Comme souvent, le Forum n’a pas cherché à « parler religion » au G20, mais à parler politiques publiques avec l’expertise des communautés croyantes. L’IF20 existe depuis 2014 et travaille année après année avec le pays qui préside le G20, en l’occurrence l’Afrique du Sud (le Sommet des dirigeants est prévu les 22-23 novembre). Sa méthode est cumulative : ateliers préparatoires, notes de cadrage, et un « appel à l’action » organisé autour des cinq priorités déjà citées. L’objectif est double : rendre visibles des solutions éprouvées de terrain, puis les traduire en recommandations opérationnelles et mesurables.

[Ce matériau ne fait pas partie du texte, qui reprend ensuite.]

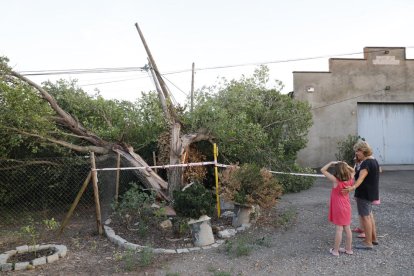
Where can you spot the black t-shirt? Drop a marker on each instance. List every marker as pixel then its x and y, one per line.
pixel 369 188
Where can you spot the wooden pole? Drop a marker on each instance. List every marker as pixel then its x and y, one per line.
pixel 192 87
pixel 154 158
pixel 215 152
pixel 96 194
pixel 163 86
pixel 75 203
pixel 118 172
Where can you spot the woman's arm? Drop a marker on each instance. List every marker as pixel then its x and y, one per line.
pixel 324 171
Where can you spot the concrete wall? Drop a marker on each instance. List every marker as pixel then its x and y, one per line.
pixel 384 75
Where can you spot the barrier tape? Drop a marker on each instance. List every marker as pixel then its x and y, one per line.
pixel 196 164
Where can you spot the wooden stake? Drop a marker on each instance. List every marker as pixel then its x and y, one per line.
pixel 75 203
pixel 118 165
pixel 154 158
pixel 96 194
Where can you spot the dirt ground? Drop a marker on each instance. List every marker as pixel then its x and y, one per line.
pixel 293 240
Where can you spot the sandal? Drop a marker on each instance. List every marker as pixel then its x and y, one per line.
pixel 357 230
pixel 331 251
pixel 343 250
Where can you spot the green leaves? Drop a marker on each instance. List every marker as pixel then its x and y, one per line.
pixel 253 123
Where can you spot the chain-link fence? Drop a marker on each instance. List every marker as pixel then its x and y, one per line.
pixel 43 189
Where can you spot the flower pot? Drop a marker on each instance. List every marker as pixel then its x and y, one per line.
pixel 201 231
pixel 241 214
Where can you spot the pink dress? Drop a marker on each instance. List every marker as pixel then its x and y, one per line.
pixel 340 206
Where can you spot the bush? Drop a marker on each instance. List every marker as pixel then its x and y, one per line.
pixel 135 208
pixel 249 184
pixel 194 201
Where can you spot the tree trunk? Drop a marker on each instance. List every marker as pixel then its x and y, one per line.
pixel 176 150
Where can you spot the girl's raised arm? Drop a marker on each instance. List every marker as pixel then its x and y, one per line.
pixel 324 171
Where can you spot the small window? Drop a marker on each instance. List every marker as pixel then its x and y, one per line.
pixel 310 89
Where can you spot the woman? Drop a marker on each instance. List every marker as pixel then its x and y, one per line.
pixel 366 191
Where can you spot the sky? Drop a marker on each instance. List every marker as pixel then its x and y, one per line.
pixel 223 38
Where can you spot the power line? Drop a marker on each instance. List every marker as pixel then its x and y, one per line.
pixel 130 69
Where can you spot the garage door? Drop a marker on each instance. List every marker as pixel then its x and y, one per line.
pixel 389 129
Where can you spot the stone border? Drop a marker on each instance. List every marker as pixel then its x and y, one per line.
pixel 110 233
pixel 60 252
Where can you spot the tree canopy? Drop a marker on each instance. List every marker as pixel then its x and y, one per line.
pixel 252 123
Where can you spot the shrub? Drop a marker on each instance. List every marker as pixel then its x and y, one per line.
pixel 194 201
pixel 135 206
pixel 249 184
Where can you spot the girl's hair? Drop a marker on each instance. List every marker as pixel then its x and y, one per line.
pixel 342 172
pixel 364 147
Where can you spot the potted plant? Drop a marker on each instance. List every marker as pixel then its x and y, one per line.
pixel 196 203
pixel 247 186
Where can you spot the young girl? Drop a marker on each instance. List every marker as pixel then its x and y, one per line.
pixel 340 206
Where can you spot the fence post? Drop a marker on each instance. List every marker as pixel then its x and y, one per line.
pixel 96 194
pixel 118 165
pixel 75 203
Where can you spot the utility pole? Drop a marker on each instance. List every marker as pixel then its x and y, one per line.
pixel 192 88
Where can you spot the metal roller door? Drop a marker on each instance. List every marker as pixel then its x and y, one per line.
pixel 389 129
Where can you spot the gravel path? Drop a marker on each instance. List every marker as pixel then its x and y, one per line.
pixel 303 248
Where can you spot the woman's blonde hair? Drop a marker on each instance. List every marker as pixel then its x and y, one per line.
pixel 364 147
pixel 342 171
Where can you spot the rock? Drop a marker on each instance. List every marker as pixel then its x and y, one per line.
pixel 226 234
pixel 166 224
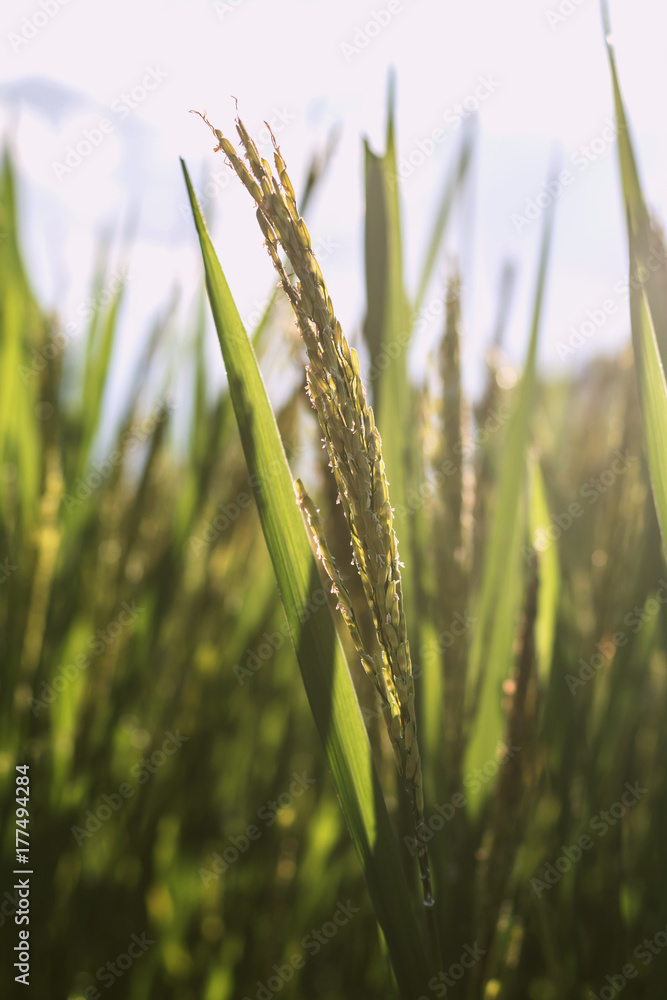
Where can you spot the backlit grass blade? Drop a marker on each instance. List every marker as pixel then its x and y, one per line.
pixel 502 579
pixel 644 318
pixel 321 658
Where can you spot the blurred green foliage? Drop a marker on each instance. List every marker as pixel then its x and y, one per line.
pixel 178 790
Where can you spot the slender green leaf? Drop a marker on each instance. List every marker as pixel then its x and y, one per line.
pixel 321 658
pixel 454 183
pixel 501 586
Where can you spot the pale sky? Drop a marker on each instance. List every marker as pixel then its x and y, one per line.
pixel 543 86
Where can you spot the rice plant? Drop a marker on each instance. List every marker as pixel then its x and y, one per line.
pixel 479 809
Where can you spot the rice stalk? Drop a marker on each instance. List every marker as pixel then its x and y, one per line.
pixel 354 449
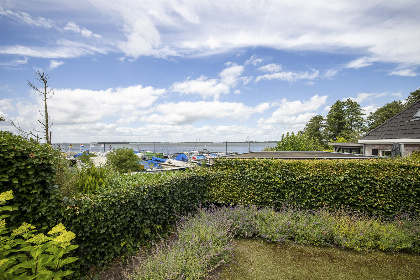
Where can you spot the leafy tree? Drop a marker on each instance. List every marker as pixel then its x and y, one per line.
pixel 345 120
pixel 383 113
pixel 124 160
pixel 297 142
pixel 315 129
pixel 46 94
pixel 413 97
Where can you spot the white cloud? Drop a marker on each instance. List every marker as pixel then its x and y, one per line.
pixel 207 88
pixel 378 31
pixel 71 26
pixel 189 112
pixel 63 49
pixel 14 63
pixel 254 60
pixel 272 67
pixel 211 88
pixel 360 62
pixel 54 64
pixel 331 73
pixel 404 73
pixel 289 76
pixel 295 112
pixel 27 19
pixel 5 107
pixel 262 107
pixel 87 106
pixel 230 75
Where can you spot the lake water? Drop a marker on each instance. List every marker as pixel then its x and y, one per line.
pixel 173 148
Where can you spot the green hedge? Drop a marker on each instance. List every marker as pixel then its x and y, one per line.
pixel 27 168
pixel 116 220
pixel 375 186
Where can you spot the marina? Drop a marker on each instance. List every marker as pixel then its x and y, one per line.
pixel 158 156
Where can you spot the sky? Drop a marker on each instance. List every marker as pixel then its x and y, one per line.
pixel 179 71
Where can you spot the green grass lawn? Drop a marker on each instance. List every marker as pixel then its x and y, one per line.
pixel 254 259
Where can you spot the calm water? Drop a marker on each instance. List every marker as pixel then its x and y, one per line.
pixel 172 148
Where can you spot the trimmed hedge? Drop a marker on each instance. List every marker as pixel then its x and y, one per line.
pixel 377 186
pixel 116 220
pixel 27 168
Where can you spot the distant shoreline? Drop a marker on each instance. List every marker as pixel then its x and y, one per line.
pixel 134 143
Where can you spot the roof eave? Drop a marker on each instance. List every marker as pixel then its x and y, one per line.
pixel 390 141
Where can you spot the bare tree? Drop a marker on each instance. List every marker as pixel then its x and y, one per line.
pixel 46 93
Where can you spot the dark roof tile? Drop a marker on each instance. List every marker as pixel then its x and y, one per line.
pixel 401 126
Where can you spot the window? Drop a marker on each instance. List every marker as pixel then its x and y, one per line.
pixel 386 153
pixel 416 116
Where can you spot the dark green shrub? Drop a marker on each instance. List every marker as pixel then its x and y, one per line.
pixel 26 254
pixel 92 178
pixel 66 177
pixel 28 169
pixel 118 218
pixel 85 158
pixel 375 187
pixel 124 160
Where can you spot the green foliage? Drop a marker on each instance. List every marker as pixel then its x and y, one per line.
pixel 202 244
pixel 297 142
pixel 128 212
pixel 315 129
pixel 85 158
pixel 378 186
pixel 203 241
pixel 26 254
pixel 413 97
pixel 28 169
pixel 124 160
pixel 92 178
pixel 383 113
pixel 345 120
pixel 66 177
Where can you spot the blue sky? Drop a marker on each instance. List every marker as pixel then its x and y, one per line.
pixel 210 70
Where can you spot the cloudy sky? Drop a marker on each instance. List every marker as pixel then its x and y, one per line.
pixel 175 70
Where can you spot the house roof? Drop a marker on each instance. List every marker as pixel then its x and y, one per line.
pixel 404 125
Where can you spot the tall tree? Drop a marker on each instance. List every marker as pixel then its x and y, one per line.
pixel 297 142
pixel 354 121
pixel 46 93
pixel 345 120
pixel 383 113
pixel 315 129
pixel 413 97
pixel 336 120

Enfin, Cape Town a servi de scène à une dynamique générationnelle et de genre : un forum jeunesse ACWAY a ouvert la semaine, et plusieurs séances ont mis en avant la parole des femmes, trop peu entendue dans de nombreuses arènes. On a aussi noté l’implication d’acteurs africains et internationaux de tous horizons — réseaux œcuméniques, organisations islamiques, communautés juives, Églises africaines indépendantes, ordres religieux, fondations —, signe que l’interreligieux n’est plus un « secteur », mais une manière d’organiser la coopération. Ubuntu, encore : « je suis parce que nous sommes », non comme slogan, mais comme méthode d’action partagée. Reste, maintenant, à vérifier ce que ces propositions pèseront au moment des arbitrages de novembre.
Si l’on devait résumer l’esprit de cette édition, ce serait celui d’un réalisme solidaire. Réalisme, parce que la faim, la dette, les migrations, les catastrophes et les fractures informationnelles ne relèvent pas de la seule morale ; ils appellent des mécanismes précis, financés, suivis. Solidarité, parce que les communautés religieuses, par capillarité, atteignent des publics que l’État ou les grandes agences touchent difficilement. À Cape Town, ces deux registres se sont rejoints : le langage de l’éthique et celui de la mise en œuvre. Là se joue, sans doute, l’apport singulier de l’IF20 au G20 : rappeler que l’efficacité des politiques se mesure à l’aune des vies les plus fragiles, et que l’Ubuntu peut être plus qu’un mot — une boussole pour l’action.